Le secteur de la santé mentale s'est senti en grande partie livré à lui même durant la première vague de la pandémie. Cela a eu des conséquences directes sur nombre de personnes dont la situation s'est dégradée, est-il ressorti jeudi des travaux de la commission spéciale Covid-19 du parlement bruxellois.
Les membres de cette commission parlementaire spéciale chargée d'examiner la gestion de la première vague de la pandémie de Covid-19, à Bruxelles, ont repris jeudi leurs travaux, en entendant trois représentants du secteur de la santé mentale et de la coordination des sans-abri. Ils ont entendu et longuement interrogé Sophie Vankrienge, présidente de l'association des institutions bicommunautaires de Bruxelles-Capitale travaillant en faveur des personnes handicapées, Yahyâ Hachem Samii, directeur de la ligue bruxelloise pour la santé mentale, et François Bertrand, directeur de Bruss'Help.
On a constaté sur le plan physique et relationnel une régression
Sophie Vankrienge a livré une série d'exemples concrets d'une situation qui s'est révélée "très compliquée" pour les familles. Certaines d'entre elles ont rencontré beaucoup de difficultés lors de la reprise à domicile, durant une période prolongée, pour rompre l'isolement de la personne handicapée. Les personnes n'ont souvent pas été à même de comprendre une situation très déstabilisante et angoissante pour elles en raison de la suppression des activités habituelles, de la distance à observer à table, de la suppression des visites...
Pour les personnes sourdes et les autistes, le port du masque a constitué une grande difficulté. "On a constaté sur le plan physique et relationnel une régression de la stimulation et une perte de repères dans le temps", a-t-elle résumé. Au niveau des directives, "les textes étaient très difficiles à comprendre au point que nous avons consulté des sites français", a-t-elle ajouté.
Des patients dans un "étant de délabrement important" ou qui ont "disparu des radars"

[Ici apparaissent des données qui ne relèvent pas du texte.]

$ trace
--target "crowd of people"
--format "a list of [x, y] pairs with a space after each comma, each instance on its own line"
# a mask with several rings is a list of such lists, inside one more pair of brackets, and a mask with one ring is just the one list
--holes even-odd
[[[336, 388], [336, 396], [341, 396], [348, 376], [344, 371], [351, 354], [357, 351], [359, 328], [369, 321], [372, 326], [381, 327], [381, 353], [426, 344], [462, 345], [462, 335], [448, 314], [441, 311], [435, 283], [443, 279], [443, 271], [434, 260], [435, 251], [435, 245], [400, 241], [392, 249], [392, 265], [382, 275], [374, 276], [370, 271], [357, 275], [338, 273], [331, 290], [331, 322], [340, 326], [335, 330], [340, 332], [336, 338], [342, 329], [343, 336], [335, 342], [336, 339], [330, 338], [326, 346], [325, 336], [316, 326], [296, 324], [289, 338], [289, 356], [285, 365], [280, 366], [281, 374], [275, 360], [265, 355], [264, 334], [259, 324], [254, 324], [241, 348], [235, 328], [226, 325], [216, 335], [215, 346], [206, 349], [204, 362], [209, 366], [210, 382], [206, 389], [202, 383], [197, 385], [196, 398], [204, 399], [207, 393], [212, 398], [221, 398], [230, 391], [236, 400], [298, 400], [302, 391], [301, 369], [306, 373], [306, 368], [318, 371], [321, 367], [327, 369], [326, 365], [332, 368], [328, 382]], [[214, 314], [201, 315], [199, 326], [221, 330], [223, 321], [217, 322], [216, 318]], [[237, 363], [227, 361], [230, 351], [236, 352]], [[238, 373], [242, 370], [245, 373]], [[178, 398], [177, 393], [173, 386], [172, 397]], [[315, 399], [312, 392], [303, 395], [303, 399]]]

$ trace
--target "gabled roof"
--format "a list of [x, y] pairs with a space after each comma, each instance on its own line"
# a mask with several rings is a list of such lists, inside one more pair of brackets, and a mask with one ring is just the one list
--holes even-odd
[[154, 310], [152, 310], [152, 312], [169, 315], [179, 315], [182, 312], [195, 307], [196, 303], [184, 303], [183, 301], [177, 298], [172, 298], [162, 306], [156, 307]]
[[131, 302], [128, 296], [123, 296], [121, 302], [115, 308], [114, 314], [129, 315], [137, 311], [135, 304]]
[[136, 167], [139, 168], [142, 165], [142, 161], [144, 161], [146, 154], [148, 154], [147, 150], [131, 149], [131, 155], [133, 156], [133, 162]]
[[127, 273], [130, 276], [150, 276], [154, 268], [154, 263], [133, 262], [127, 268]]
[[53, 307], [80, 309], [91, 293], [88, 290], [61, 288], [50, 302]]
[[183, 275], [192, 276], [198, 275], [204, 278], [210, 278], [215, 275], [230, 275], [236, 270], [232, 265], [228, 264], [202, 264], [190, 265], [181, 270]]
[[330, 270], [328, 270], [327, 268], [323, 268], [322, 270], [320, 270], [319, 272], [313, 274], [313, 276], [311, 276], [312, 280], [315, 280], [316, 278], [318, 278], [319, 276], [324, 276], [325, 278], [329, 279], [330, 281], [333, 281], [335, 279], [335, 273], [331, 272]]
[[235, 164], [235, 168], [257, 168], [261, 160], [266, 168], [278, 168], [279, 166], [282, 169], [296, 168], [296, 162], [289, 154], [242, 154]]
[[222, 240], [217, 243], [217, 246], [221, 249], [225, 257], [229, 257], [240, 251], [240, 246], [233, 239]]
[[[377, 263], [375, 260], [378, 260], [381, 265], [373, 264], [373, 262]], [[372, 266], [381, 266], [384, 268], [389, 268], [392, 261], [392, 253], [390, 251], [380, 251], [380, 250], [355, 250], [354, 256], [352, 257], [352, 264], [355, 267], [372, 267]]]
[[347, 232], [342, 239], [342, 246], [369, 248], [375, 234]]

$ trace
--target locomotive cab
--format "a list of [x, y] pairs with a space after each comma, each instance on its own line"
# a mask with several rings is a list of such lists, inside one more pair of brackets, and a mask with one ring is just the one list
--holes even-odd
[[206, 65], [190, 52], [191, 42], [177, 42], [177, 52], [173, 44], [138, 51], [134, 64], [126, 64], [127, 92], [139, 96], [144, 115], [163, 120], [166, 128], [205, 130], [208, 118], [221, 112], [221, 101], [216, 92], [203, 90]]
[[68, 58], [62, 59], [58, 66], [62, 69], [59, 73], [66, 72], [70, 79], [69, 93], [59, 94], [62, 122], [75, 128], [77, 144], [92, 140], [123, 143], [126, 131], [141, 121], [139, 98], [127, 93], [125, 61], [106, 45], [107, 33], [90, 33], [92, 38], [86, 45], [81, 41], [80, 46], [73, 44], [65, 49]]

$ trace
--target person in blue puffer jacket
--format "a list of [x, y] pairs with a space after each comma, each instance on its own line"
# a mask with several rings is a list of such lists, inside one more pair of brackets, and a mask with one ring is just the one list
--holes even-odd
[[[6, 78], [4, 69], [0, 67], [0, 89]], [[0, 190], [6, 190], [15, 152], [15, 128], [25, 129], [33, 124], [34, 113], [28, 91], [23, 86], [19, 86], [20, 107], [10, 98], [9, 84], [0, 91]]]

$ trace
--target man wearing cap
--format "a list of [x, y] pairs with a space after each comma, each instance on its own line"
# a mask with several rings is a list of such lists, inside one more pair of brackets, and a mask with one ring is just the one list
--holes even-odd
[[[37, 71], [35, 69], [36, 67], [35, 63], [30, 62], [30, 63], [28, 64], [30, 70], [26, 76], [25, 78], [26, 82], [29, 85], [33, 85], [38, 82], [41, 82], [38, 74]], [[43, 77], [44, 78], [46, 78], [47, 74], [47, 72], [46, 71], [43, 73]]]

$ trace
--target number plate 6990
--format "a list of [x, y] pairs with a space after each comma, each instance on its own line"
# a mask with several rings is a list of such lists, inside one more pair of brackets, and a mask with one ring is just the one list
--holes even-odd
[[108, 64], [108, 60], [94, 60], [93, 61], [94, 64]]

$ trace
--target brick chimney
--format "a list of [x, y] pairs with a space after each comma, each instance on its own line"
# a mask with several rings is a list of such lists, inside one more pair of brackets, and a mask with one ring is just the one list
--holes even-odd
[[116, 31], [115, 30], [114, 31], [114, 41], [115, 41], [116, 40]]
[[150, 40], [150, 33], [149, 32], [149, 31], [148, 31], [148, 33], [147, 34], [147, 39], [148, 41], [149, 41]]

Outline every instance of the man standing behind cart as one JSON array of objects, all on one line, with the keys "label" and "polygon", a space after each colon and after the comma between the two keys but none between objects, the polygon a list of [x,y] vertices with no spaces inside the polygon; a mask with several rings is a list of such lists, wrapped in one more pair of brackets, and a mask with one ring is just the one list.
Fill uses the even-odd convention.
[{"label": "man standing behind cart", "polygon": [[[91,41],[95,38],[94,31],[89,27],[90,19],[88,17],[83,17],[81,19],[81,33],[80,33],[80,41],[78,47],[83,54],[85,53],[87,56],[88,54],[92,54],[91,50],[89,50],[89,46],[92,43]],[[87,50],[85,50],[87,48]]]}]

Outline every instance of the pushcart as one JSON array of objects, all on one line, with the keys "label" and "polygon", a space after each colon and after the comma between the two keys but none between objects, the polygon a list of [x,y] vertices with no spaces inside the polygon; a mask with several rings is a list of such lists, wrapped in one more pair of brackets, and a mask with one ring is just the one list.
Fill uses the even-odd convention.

Le directeur de la Ligue bruxelloise pour la santé mentale - carrefour d'une cinquantaine d'institutions d'aide et des soins pour la santé mentale -, Yahyâ Hachem Samii, a quant à lui indiqué que les effets de la pandémie se sont davantage ressentis à la fin de l'été. Sous l'effet de la diminution du volume des consultations en présentiel, on s'est aperçu à la reprise de septembre, d'une part qu'une série de patients se trouvaient "dans un état de délabrement important" et d'autre part que d'autres (par exemple des jeunes, ou des personnes confrontées à des situation de conflits intra-familiaux) avaient "disparu des radars".
Autre leçon des premiers mois de la crise: la téléconsultation ne compense pas l'absence de l'accueil en présentiel. A ses yeux, on s'aperçoit aussi que penser la santé mentale dans l'urgence est "inopérant". Ainsi, le secteur constate que les effets de la pandémie s'ajoutent à ceux, toujours ressentis actuellement, de la crise économie de la fin de la décennie précédente.
Au nom de Bruss'help, l'organisme chargé de coordonner les dispositifs d'aide d'urgence et d'insertion aux personnes sans-abri en Région bruxelloise, François Bertrand a annoncé le maintien d'une capacité accrue d'hébergement au cours des prochains mois. Selon lui, ce sera équivalent à la capacité proposée au pic de la crise lors de la première vague (ndlr: un peu plus de 3.300 places en mai dernier). A ses yeux, les enjeux de la deuxième vague dans le secteur porteront sur le renforcement de la prévention, également dans les domaines plus large de la santé et de la santé mentale, et des équipes de rue. Il a insisté sur le fait que les communes et les CPAS seront "des acteurs essentiels pour les prochains mois".